Learn About Publishing GPU Instance Metrics to Oracle Cloud Infrastructure Monitoring

Customers use Oracle Cloud Infrastructure Monitoring to actively and passively monitor cloud resources by using custom metrics and alarm features that are built into the service. Currently, though, Oracle Cloud Infrastructure Monitoring doesn't natively support collection of GPU-specific data from instances running those advanced chipsets.

Despite that limitation, if your computer uses an NVIDIA GPU, it's possible to easily publish custom metrics to the Monitoring service. This solution shows how to use a Linux Shell script or a Windows PowerShell script to publish GPU temperature, GPU utilization, and GPU memory utilization metrics from OCI GPU instances to Oracle Cloud Infrastructure Monitoring. In addition to these metrics, the scripts you will be developing in the course of this exercise can be easily modified to publish other GPU-specific data.

About Oracle Cloud Infrastructure Monitoring

Oracle Cloud Infrastructure Monitoring enables you to actively and passively monitor your cloud resources using the Metrics and Alarms features.

The Metrics feature relays metric data about the health, capacity, and performance of your cloud resources. A metric is a measurement related to health, capacity, or performance of a given resource . Resources, services, and applications emit metrics to the Monitoring service. Common metrics reflect data related to:
  • Availability and latency
  • Application uptime and downtime
  • Completed transactions
  • Failed and successful operations
  • Key performance indicators (KPIs), such as sales and engagement quantifiers
By querying Monitoring for this data, you can understand how well the systems and processes are working to achieve the service levels you commit to your customers. For example, you can monitor the CPU utilization and disk reads of your Compute instances. You can then use this data to determine when to launch more instances to handle increased load, troubleshoot issues with your instance, or better understand system behavior.

Architecture

For Linux images, the solution is a shell script that is run by a cron job automatically. For Windows images, the solution is a PowerShell script that is run by a scheduled task automatically.

The scripts provided in this solution do the following:
  1. Query metrics from the GPU instance by using NVIDIA-smi.
  2. Convert the metrics gathered from NVIDIA-smi to valid JSON.
  3. Publish the JSON to the Monitoring service by using the CLI.

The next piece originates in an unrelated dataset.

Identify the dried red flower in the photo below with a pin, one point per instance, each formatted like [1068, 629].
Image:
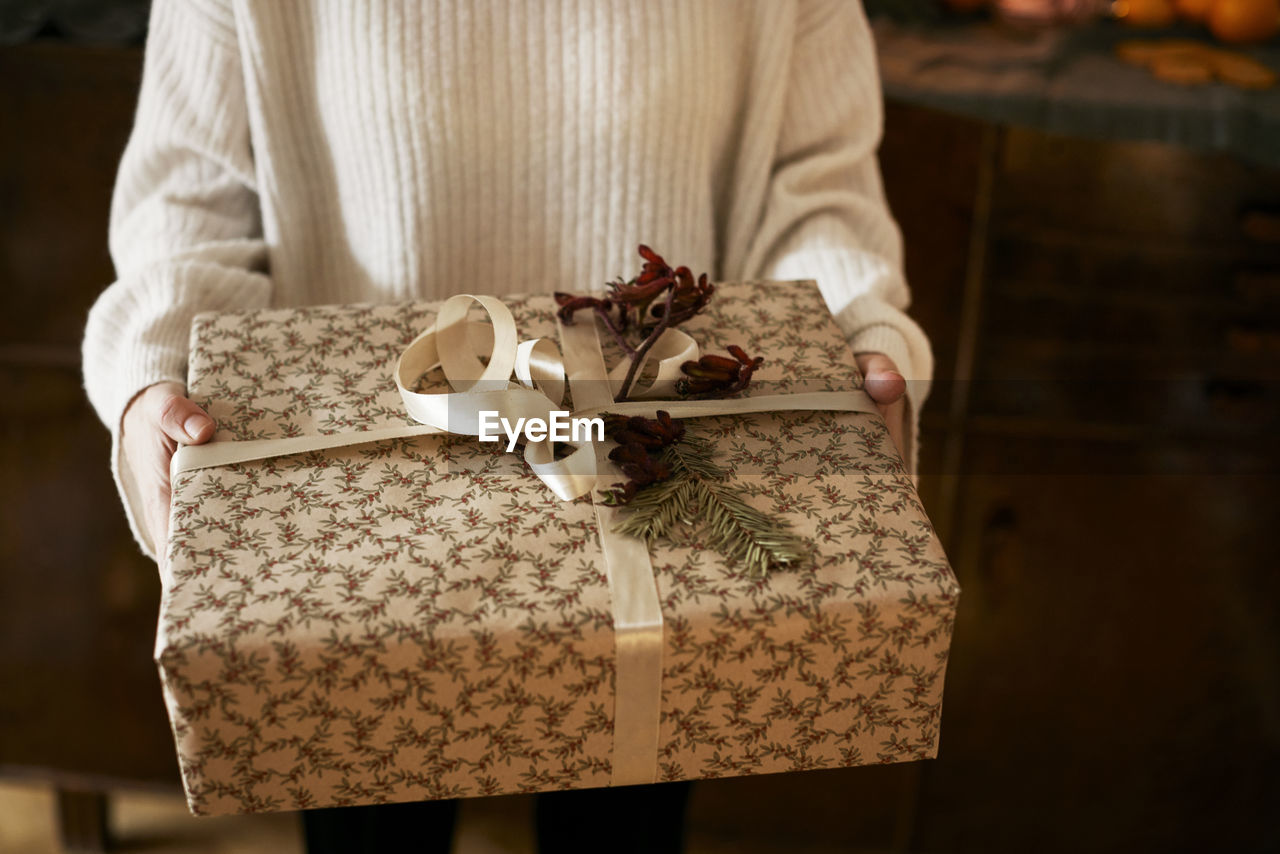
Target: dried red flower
[716, 375]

Description of publish_gpu_instance_to_oci_monitoring.png follows
Description of the illustration publish_gpu_instance_to_oci_monitoring.png

After the setup is completed, the metrics become visible in Oracle Cloud Infrastructure Monitoring. The following image shows the GPU temperature for a specific time frame:Description of metrics_explorer.png follows
Description of the illustration metrics_explorer.png

Considerations for Publishing GPU Instance Metrics to Oracle Cloud Infrastructure Monitoring

Before starting this solution, you should consider these important factors:

  • This solution applies only to NVIDIA graphics processing units.
  • O/S Versions:
    • For Linux images, the solution is a shell script that is run by a cron job automatically. This solution supports these Linux releases:
      • Oracle Linux 7
      • Ubuntu 16.04
      • Ubuntu 18.04
    • For Windows images, the solution is a PowerShell script that is run by a scheduled task automatically. This solution supports these releases:
      • Windows Server 2012 R2
      • Windows Server 2016
    • Where necessary, this solution presents separate instructions based on your specific operating system. Ensure that you are following the correct instructions for your operating system.
  • IAM Policy: The script publishes the metrics to the same compartment as the GPU instance being monitored by default. You probably have the necessary IAM policy already configured for your user. If you plan to use a separate compartment for publishing the metrics, or if you get a message that you don’t have permission or are unauthorized, check with your tenancy administrator.
  • User interface: This solution employs command line interfaces (CLI) to launch the process. It uses uses the NVIDIA System Management Interface (NVIDIA-smi) command line utility to gather metrics from the GPUs and the Oracle Cloud Infrastructure CLI to upload the metrics to Oracle Cloud Infrastructure Monitoring. Further information for these interfaces follow.

About NVIDIA-smi

This solution uses the NVIDIA System Management Interface (NVIDIA-smi) command line utility to gather metrics from the GPUs, and then uses the Oracle Cloud Infrastructure command line interface (CLI) to publish these metrics to the Monitoring service.

NVIDIA-smi ships with NVIDIA GPU display drivers. GPU shapes with Oracle Linux 7 images come with the GPU drivers installed. GPU shapes with Ubuntu 16.04, Ubuntu 18.04, Windows Server 2012 R2, and Windows Server 2016 images are supported, but you must install the appropriate GPU drivers from NVIDIA.